Since POZ Minerals doesn’t have any debt on its balance sheet, it doesn’t have any solvency issues, which is a term used to describe the company’s ability to meet its long-term obligations. However, another measure of financial health is its short-term obligations, which is known as liquidity. These include payments to suppliers, employees and other stakeholders. Looking at POZ’s most recent A$0.1M liabilities, it seems that the business has been able to meet these obligations given the level of current assets of A$2.0M, with a current ratio of 18.81x. However, anything about 3x may be excessive, since POZ may be leaving too much capital in low-earning investments.
Next Steps:
Are you a shareholder? Having no debt on the books means POZ has more financial freedom to keep growing at its current fast rate. Since there is also no concerns around POZ’s liquidity needs, this may be its optimal capital structure for the time being. Going forward, its financial position may change. I recommend keeping abreast of market expectations for POZ’s future growth.

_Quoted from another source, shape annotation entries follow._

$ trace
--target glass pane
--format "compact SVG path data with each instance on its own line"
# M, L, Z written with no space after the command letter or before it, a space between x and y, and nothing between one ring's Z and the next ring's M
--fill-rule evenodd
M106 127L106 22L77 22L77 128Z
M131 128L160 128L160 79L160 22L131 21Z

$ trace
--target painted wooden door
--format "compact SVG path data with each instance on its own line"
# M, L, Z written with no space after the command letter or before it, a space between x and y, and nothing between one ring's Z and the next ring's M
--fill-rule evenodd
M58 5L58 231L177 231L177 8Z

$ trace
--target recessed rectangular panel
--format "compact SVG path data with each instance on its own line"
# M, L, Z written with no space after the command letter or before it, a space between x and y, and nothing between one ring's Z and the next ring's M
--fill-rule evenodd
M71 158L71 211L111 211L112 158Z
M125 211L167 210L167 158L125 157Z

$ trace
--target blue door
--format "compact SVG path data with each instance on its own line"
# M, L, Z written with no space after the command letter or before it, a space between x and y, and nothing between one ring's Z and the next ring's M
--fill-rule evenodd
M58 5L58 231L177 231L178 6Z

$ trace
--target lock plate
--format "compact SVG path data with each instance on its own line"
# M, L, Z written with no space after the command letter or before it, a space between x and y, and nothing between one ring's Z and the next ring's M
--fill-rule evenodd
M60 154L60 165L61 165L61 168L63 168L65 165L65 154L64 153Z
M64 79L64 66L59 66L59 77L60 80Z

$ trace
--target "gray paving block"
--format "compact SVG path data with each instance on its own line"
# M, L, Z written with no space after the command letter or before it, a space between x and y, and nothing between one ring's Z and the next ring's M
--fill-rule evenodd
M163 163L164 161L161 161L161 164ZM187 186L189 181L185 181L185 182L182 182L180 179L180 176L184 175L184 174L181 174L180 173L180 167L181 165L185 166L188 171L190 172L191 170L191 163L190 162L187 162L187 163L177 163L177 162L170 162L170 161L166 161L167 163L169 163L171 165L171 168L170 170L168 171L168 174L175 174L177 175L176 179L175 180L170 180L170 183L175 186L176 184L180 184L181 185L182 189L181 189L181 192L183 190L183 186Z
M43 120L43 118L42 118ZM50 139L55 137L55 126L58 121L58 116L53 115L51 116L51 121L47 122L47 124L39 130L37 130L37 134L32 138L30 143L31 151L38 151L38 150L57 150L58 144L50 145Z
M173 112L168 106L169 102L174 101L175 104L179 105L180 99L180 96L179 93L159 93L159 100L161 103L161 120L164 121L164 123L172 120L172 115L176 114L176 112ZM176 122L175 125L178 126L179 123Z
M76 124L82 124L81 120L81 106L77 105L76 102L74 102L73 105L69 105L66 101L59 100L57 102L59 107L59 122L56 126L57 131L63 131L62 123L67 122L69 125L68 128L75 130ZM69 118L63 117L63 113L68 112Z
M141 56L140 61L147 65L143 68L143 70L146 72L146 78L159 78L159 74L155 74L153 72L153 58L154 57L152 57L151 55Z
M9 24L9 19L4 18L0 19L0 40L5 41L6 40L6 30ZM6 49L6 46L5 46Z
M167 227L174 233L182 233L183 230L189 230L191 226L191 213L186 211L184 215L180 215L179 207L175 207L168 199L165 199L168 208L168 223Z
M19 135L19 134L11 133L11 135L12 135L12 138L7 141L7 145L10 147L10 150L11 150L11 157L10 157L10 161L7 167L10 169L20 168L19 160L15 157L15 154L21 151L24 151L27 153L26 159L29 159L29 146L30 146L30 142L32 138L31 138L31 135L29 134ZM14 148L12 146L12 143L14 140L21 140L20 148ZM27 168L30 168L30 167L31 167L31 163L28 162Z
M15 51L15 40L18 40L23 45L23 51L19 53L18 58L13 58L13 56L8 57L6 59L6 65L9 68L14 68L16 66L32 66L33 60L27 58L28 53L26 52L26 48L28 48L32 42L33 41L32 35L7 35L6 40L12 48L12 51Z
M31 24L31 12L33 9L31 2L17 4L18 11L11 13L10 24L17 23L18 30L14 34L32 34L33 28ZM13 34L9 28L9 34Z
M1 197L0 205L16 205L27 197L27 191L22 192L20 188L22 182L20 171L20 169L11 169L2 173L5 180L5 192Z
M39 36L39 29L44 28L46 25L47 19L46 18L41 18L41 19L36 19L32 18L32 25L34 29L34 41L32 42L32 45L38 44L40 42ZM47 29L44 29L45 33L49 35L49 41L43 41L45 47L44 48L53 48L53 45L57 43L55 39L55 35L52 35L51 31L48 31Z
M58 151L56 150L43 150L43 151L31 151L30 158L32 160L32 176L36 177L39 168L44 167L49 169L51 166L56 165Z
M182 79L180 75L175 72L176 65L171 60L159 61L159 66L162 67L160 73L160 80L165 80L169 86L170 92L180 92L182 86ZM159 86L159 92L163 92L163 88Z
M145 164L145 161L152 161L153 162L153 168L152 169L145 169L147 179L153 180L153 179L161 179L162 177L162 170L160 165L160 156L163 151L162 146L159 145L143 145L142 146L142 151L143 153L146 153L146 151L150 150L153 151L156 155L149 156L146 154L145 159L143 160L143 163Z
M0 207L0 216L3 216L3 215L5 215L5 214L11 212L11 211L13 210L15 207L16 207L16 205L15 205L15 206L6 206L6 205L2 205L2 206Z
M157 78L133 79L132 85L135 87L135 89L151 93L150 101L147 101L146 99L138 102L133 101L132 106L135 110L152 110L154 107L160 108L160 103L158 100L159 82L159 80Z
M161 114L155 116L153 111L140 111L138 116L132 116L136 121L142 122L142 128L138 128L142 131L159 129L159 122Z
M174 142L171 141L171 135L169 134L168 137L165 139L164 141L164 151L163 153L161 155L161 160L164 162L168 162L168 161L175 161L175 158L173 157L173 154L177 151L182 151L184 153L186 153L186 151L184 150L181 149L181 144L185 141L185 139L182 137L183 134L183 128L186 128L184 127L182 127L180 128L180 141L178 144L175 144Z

Are you a potential investor? POZ Minerals is a fast-growing company, making financial flexibility a valuable option for the company. Moreover, its high liquidity means the company should continue to operate smoothly in the case of adverse events. To gain more confidence in the stock, you need to further examine the company’s track record. You should continue your analysis by taking a look at POZ’s past performance in order to determine for yourself whether its zero-debt position is justified.
To help readers see pass the short term volatility of the financial market, we aim to bring you a long-term focused research analysis purely driven by fundamental data. Note that our analysis does not factor in the latest price sensitive company announcements.
The author is an independent contributor and at the time of publication had no position in the stocks mentioned.